Although blemishes and nicks were grounds for scrapping a murti, several devotees said that imperfect murtis could be used for decoration or whittled into a smaller piece. If the flaws were too severe, however, it would be laid to rest. “If there is a murti which is defective in some way, or it’s broken,” Amrutvijaydas explained, “the process is to place it in water—a body of water.” It receives a burial at sea.
Perfectly-formed consecrated murtis are cared for daily. Priests change the deities’ clothes, bathe them, and offer them food. In the mornings and evenings devotees sing and peer intently into the eyes of the murtis, part of the holy ritual of darshan. Some Hindus may form intense personal connections with murtis over years of meditation, service, and prayer.
Jay Patel, a resident physician and Swaminarayan devotee living in Weehawken, said he wasn’t sure how he would practice his religion without a murti. On Sundays he attends a mandir in the Flushing neighborhood of Queens, where he performs darshan of the gleaming marble murtis in the temple’s inner sanctum.
“Murtis are one of the cornerstones of a Hindu mandir,” he said. They are a portal to contemplating the divine. “What would you focus your mind on?” he asked. He can recall the details of the murtis in the shrine of his childhood home and he said he even remembers the details of murtis he’s seen from past trips to temples in India.
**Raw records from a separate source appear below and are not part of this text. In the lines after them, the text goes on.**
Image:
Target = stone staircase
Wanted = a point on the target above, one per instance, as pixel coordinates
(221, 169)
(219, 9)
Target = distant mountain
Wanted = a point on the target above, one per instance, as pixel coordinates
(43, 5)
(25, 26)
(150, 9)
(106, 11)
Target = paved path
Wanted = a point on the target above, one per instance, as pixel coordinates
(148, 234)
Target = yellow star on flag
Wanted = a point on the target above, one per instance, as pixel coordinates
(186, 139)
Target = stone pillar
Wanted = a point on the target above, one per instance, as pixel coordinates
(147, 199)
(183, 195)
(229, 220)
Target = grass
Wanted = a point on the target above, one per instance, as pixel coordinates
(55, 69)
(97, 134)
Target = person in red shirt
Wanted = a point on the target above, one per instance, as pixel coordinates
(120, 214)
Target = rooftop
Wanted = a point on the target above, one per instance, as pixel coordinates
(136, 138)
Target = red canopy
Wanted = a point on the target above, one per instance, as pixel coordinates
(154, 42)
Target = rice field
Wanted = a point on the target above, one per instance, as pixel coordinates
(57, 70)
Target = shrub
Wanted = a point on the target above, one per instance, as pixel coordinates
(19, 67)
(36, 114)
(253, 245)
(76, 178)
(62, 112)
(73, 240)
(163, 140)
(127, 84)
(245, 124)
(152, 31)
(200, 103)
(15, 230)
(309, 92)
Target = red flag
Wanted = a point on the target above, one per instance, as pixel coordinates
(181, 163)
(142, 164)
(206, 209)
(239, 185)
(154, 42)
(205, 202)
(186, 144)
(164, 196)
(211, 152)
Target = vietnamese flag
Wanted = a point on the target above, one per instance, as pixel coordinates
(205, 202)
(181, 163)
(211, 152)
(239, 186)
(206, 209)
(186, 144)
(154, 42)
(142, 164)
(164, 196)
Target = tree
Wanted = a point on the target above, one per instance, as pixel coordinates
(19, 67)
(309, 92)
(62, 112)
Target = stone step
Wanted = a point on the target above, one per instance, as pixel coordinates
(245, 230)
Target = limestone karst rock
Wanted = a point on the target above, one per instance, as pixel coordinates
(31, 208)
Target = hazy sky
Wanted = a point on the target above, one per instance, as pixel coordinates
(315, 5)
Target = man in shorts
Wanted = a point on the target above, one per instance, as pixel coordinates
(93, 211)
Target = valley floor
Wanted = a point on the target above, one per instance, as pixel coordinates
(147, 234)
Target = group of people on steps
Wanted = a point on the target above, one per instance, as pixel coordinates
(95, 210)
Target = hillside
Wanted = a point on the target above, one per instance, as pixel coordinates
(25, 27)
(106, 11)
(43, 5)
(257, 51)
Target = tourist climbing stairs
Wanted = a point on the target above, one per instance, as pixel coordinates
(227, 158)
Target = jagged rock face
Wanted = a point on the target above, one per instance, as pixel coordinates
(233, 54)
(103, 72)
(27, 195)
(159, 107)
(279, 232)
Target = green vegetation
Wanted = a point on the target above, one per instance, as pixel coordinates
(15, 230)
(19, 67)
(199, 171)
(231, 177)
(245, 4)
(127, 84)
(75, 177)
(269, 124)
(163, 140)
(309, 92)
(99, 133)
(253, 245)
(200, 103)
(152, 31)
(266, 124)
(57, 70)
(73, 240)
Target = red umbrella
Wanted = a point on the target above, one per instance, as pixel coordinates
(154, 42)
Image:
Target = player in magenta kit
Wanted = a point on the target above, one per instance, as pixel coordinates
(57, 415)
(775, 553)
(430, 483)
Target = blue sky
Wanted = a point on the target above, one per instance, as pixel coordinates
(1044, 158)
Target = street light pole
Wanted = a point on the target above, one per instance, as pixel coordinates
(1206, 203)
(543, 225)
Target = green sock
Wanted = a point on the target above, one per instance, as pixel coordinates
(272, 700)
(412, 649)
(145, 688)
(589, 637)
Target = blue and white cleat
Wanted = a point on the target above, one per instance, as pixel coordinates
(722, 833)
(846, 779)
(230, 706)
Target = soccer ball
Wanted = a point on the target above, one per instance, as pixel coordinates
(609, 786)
For those born in America, murtis represent tradition and provide a spiritual keel, explained Jay Patel. But in the diaspora, murtis take on a special cultural significance for Hindu immigrants. For them, murtis are a reminder of the people and places they left behind.
Hindu devotees don’t travel unaccompanied on their journey through life. Murtis follow them around the world: embarking on the same long, uncertain voyages, arriving at destinations far from their origins, and undergoing transformations, reborn at the hands of artists and priests. When viewed in that light, the murti and the devotee are not so different. They’re both pilgrims, embodying a rich collection of places and forms.